- Title card
- Directed by: T. R. Ramanna
- Screenplay by: Kanagashanmugam
- Starring: Jaishankar Radhika
- Cinematography: J. G. Vijayam Jothi
- Edited by: V. Rajagopal
- Music by: Ilaiyaraaja
- Production company: Sri Ayvar Arts Films
- Release date: 10 April 1981;
- Running time: 111 minutes
- Country: India
- Language: Tamil

= Kanni Theevu =

1981 Tamil Film

Kanni Theevu is a 1981 Indian Tamil-language action thriller film, directed by T. R. Ramanna and produced by Sri Ayvar Arts films. The film stars Jaishankar, Radhika, C. L. Anandan, and Seema. It was released on 10 April 1981.

== Soundtrack ==
The songs were written by Panchu Arunachalam and music composed by Ilaiyaraaja.

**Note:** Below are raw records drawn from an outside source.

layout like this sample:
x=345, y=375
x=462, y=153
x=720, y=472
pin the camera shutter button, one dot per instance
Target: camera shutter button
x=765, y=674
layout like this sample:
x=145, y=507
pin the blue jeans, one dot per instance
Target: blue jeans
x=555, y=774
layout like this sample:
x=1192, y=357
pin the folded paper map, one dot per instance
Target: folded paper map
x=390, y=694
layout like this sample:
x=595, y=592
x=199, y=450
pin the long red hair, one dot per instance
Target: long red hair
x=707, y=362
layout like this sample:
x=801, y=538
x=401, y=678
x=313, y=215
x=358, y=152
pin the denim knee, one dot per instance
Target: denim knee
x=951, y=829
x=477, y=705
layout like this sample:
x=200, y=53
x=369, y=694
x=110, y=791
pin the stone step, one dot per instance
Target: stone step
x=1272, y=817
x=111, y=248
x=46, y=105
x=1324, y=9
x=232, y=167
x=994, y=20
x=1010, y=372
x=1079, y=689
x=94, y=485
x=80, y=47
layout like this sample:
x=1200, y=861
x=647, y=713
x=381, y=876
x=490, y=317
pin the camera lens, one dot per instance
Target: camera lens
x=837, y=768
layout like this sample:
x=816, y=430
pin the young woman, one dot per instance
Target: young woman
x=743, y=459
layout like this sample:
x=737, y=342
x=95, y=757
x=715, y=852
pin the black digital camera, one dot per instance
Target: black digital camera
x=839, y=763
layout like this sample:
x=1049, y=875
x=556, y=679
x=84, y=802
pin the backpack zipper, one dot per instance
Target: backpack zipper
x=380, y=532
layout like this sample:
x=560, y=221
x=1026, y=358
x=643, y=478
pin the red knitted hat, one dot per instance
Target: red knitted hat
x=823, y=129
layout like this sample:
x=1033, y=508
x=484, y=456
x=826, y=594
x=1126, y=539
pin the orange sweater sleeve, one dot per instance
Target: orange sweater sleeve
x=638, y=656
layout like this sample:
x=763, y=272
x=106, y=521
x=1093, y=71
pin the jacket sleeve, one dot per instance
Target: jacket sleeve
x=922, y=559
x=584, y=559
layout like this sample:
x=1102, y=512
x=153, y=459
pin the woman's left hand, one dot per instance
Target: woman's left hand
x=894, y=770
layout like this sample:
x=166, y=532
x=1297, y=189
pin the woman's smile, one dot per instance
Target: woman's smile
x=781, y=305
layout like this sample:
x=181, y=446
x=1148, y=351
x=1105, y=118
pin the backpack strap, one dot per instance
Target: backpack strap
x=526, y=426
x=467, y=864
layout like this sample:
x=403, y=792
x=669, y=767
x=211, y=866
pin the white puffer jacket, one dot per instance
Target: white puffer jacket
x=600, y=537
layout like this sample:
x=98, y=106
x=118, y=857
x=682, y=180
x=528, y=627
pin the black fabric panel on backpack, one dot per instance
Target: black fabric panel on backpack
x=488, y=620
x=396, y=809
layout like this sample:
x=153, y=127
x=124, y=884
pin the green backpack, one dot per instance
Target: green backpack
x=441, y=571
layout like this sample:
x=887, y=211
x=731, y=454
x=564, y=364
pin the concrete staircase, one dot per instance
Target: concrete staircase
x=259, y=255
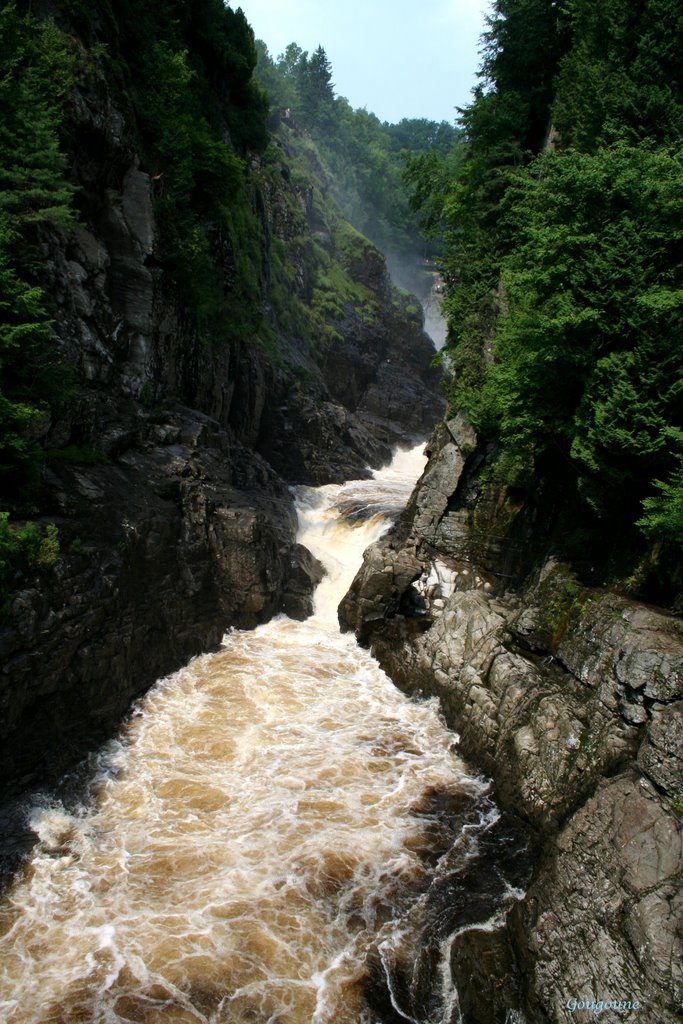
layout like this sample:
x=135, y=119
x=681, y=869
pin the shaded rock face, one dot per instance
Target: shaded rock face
x=183, y=535
x=184, y=524
x=570, y=698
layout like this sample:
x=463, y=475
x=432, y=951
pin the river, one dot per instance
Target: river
x=256, y=844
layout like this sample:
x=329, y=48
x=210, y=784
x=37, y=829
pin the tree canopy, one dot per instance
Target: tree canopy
x=562, y=228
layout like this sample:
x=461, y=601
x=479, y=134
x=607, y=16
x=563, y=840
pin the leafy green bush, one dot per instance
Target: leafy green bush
x=25, y=549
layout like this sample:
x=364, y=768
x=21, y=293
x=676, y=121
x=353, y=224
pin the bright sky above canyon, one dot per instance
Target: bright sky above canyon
x=396, y=57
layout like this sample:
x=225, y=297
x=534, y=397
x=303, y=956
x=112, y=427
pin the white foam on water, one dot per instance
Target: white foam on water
x=254, y=835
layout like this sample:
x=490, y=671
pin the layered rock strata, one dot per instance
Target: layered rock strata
x=570, y=698
x=169, y=472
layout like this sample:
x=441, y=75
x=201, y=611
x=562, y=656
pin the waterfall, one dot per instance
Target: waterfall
x=259, y=838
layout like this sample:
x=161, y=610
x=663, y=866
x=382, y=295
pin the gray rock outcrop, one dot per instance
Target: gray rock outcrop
x=570, y=699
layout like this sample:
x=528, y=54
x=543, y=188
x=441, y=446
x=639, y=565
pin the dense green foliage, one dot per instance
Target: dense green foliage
x=37, y=71
x=361, y=157
x=183, y=70
x=186, y=68
x=562, y=258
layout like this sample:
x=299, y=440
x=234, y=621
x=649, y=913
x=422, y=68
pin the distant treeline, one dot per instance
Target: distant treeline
x=363, y=157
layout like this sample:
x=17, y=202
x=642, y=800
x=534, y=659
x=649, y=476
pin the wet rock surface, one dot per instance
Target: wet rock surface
x=569, y=698
x=172, y=484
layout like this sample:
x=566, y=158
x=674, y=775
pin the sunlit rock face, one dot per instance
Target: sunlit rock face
x=570, y=698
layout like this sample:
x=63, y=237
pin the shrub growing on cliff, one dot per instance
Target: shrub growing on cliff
x=563, y=269
x=37, y=74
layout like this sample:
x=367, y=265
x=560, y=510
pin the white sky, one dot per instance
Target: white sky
x=399, y=58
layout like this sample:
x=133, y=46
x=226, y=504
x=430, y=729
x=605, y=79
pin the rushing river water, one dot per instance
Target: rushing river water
x=260, y=838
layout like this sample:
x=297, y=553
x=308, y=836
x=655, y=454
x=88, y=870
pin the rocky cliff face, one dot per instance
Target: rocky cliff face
x=571, y=700
x=170, y=471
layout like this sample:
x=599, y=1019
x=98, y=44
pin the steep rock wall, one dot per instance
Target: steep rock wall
x=170, y=469
x=571, y=700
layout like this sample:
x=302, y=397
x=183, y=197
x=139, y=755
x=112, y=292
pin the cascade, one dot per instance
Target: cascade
x=263, y=840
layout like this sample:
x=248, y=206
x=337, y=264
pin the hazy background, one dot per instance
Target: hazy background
x=397, y=58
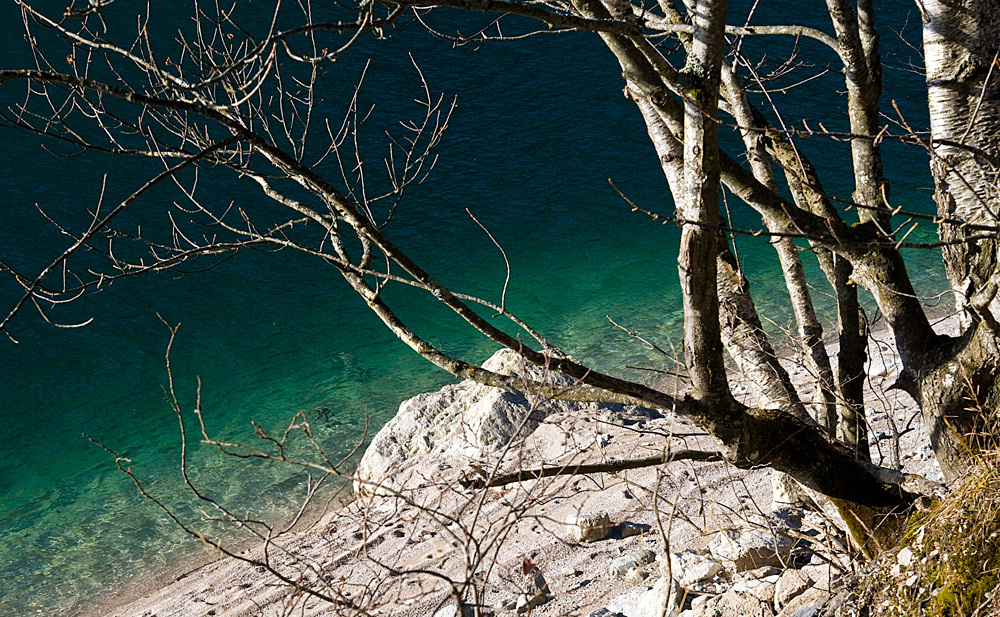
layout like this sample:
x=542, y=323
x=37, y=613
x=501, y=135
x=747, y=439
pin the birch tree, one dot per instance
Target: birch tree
x=242, y=103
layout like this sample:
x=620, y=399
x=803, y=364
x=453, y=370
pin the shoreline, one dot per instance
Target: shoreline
x=147, y=584
x=181, y=579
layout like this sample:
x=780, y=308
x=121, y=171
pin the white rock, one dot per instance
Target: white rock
x=588, y=526
x=621, y=566
x=792, y=583
x=749, y=549
x=787, y=492
x=690, y=567
x=649, y=601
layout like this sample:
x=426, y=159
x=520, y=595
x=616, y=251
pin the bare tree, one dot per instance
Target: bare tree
x=227, y=98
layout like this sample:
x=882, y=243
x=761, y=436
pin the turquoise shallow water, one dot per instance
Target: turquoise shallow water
x=539, y=128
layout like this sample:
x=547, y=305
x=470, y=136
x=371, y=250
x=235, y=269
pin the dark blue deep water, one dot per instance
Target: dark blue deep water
x=540, y=127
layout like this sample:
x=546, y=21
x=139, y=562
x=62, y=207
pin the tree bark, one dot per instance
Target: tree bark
x=958, y=391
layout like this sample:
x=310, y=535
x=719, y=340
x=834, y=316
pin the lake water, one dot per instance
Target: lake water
x=540, y=127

| Title | Singer(s) | Duration |
|---|---|---|
| "Hey Onna Rendaa" | Malaysia Vasudevan, Saibaba, S. P. Sailaja | 4:32 |
| "Ithu Oru Pudhu Vitha" | S. Janaki | 4:23 |
| "Kandane Kandane Kaatil" | Malaysia Vasudevan, S. P. Sailaja | 4:22 |
| "Ponnana Neram Raja" | S. Janaki | 4:05 |

== Reception ==
Nalini Sastry of Kalki called the film an unhealthy child with a mixture of Vitthalacharya style and Hollywood science fiction.